ORN: 10.2 mi, 1:37:10, 9:32/mile

After the intense wind of the past two days, a cold front moved in, making the sky at 5:10am crystal clear. Coupled with a very full moon, the night was bright. Shadows were very sharp and I could actually read my Garmin by simply the moon. It was beautiful.

And the cool thing about a long run is that it is long. Things happen in 90 minutes. The moon sank. The eastern sky brightened. Venus faded into the early shades of blue and then really blue sky as the sun finally peeked over the horizon as I got home. After a long winter, it is so cool to see the sun at the end of a run. There is hope.

The birds wake up on a long run. Silence early. Then the honking of the noisy geese along the bog. Smaller birds in the woods on the way back. The world awakens, both for a new day but also awaking to the very early glimmers of a new season.

Oh yeah, the run?? Good. This is my peak milage week getting ready for a marathon in only a little over 3 weeks (gee, can it really be??). The first 4 miles today felt tight, out of rhythm, like I was still waking up (I probably was). Then the good stuff kicked in.
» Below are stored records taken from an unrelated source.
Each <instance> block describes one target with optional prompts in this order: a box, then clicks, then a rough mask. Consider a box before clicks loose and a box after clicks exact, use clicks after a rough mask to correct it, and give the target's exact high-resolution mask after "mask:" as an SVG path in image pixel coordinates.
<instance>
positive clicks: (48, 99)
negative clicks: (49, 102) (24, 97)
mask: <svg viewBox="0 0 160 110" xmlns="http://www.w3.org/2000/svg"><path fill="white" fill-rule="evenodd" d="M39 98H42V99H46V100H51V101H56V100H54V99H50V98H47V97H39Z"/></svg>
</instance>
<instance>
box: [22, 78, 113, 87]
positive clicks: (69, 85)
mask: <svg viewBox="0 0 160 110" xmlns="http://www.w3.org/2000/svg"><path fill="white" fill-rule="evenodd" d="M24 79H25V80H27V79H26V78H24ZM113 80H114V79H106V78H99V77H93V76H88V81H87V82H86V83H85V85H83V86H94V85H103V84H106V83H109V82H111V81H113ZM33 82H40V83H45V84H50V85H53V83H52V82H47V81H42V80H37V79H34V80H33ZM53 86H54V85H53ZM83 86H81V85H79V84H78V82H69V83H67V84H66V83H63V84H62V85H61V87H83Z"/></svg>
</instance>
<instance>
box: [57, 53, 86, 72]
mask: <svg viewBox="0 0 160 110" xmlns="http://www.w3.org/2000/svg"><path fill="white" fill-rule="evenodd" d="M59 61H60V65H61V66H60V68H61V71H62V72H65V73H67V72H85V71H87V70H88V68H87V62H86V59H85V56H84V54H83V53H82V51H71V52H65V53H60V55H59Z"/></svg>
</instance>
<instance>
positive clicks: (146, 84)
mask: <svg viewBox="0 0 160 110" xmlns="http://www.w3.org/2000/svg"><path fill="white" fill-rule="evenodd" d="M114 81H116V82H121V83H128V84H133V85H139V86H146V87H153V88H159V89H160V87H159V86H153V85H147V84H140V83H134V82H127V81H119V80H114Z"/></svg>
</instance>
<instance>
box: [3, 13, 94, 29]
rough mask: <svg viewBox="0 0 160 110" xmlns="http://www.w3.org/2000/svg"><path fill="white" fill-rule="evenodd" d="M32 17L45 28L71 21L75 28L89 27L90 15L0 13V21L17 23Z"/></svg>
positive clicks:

My shoulders relaxed, I was working less and gliding more (as much as a 195 pound 52 year old guy can ever "glide" :-) ). 20 miles on Saturday...that will be a new test.

I'm shooting to carry the 9:45 pace through to race day. Today, though, I sought to run comfortably. Cool that I could do that, as shown below in the splits. Plus, the soreness in my right quad that I've been figting for a month or more seems to have finally given up and gone away.

Good run, followed by a good day. Enjoy these.

Splits:
9 39
9 23
9 52
9 39
9 34
9 21
9 45
9 26
9 26
9 13
1 47 (at 8 58 pace)

Persevere.

2 comments:

Darrell said...

I haven't been reading consistently enough to know if you've done this before, but 10 miles midweek? I'm impressed. Good job. It sounded like a beautiful morning.

jeanne said...

Great job!! you make it sound so easy!